Solving botanical crosswords

Nieuws | de redactie
14 november 2013 | What if transcribing historical data would be as much fun as playing a game of angry birds? Researchers from the Missouri Botanical Garden invent a game to bring order in their huge botanical database.

A team of researchers from Missouri Botanical Garden, New York Botanical Garden, Cornell and Harvard have received a $450.000 federal grant to develop a computer game which leads players to describe millions of obscure words from the collection of the Biodiversity Library.

It’s a big challenge: many historical texts are digitized but the words have never been transcribed, making these collections very difficult to search. Sometimes computer software helps – for instance with the digitization of newspapers – but older material is very difficult to understand for computer software.

Transcription is an awful lot of work

“They’re using words that we don’t even use today,” said principal investigator Trish Rose-Sandler, who works for the Missouri Botanical Garden’s Center for Biodiversity Informatics. As a result a biologist can never be verify whether the rare species she comes across is a ‘new’ one.

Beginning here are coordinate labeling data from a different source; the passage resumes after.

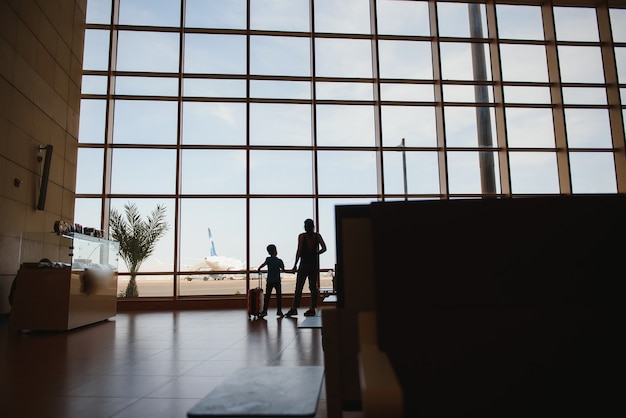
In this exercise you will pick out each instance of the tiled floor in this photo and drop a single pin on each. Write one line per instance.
(155, 365)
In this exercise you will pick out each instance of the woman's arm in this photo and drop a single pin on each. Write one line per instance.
(298, 251)
(322, 244)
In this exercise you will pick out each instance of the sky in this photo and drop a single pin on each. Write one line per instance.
(349, 172)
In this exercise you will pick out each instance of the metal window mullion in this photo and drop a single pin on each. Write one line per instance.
(109, 117)
(314, 115)
(378, 130)
(439, 114)
(616, 118)
(248, 203)
(179, 140)
(498, 92)
(558, 112)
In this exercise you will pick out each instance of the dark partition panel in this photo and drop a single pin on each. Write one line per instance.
(502, 307)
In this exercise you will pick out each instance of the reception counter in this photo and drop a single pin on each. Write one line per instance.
(60, 298)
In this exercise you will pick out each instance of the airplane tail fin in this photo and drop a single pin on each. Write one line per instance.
(213, 253)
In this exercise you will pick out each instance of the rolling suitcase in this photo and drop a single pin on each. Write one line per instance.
(255, 300)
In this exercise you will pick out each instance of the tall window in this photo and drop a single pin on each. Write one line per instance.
(245, 117)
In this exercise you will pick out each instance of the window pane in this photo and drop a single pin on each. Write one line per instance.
(96, 55)
(225, 14)
(454, 19)
(581, 64)
(588, 128)
(533, 172)
(147, 86)
(407, 92)
(94, 84)
(280, 89)
(422, 172)
(277, 55)
(150, 12)
(524, 63)
(88, 212)
(213, 171)
(529, 128)
(346, 16)
(99, 11)
(457, 62)
(576, 24)
(347, 172)
(618, 24)
(222, 249)
(214, 123)
(463, 172)
(92, 121)
(131, 167)
(462, 126)
(145, 122)
(280, 124)
(279, 227)
(344, 91)
(467, 94)
(345, 125)
(193, 87)
(147, 51)
(519, 22)
(215, 54)
(527, 94)
(415, 124)
(620, 59)
(89, 170)
(343, 58)
(403, 18)
(584, 95)
(278, 172)
(593, 172)
(162, 259)
(285, 15)
(405, 59)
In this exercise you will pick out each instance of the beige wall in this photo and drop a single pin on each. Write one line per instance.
(41, 54)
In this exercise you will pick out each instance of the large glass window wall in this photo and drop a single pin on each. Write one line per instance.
(245, 117)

Chris Freeland, currently a librarian at Washington University, came up with the idea of gaming for solving this problem. The biodiversity library already helped scientist a lot, by bringing all relevant descriptions together in one place, but searching the database still remains challenging. Freeland calculates that transcribing the whole collection would take one person 1.000 years.

His new idea is to use crowd-sourcing, turning the transcription work into a computer game that anyone could play on a mobile device or computer. Gaming companies are now asked to send in proposals before the end of the year, so that the game can be launched in May 2015.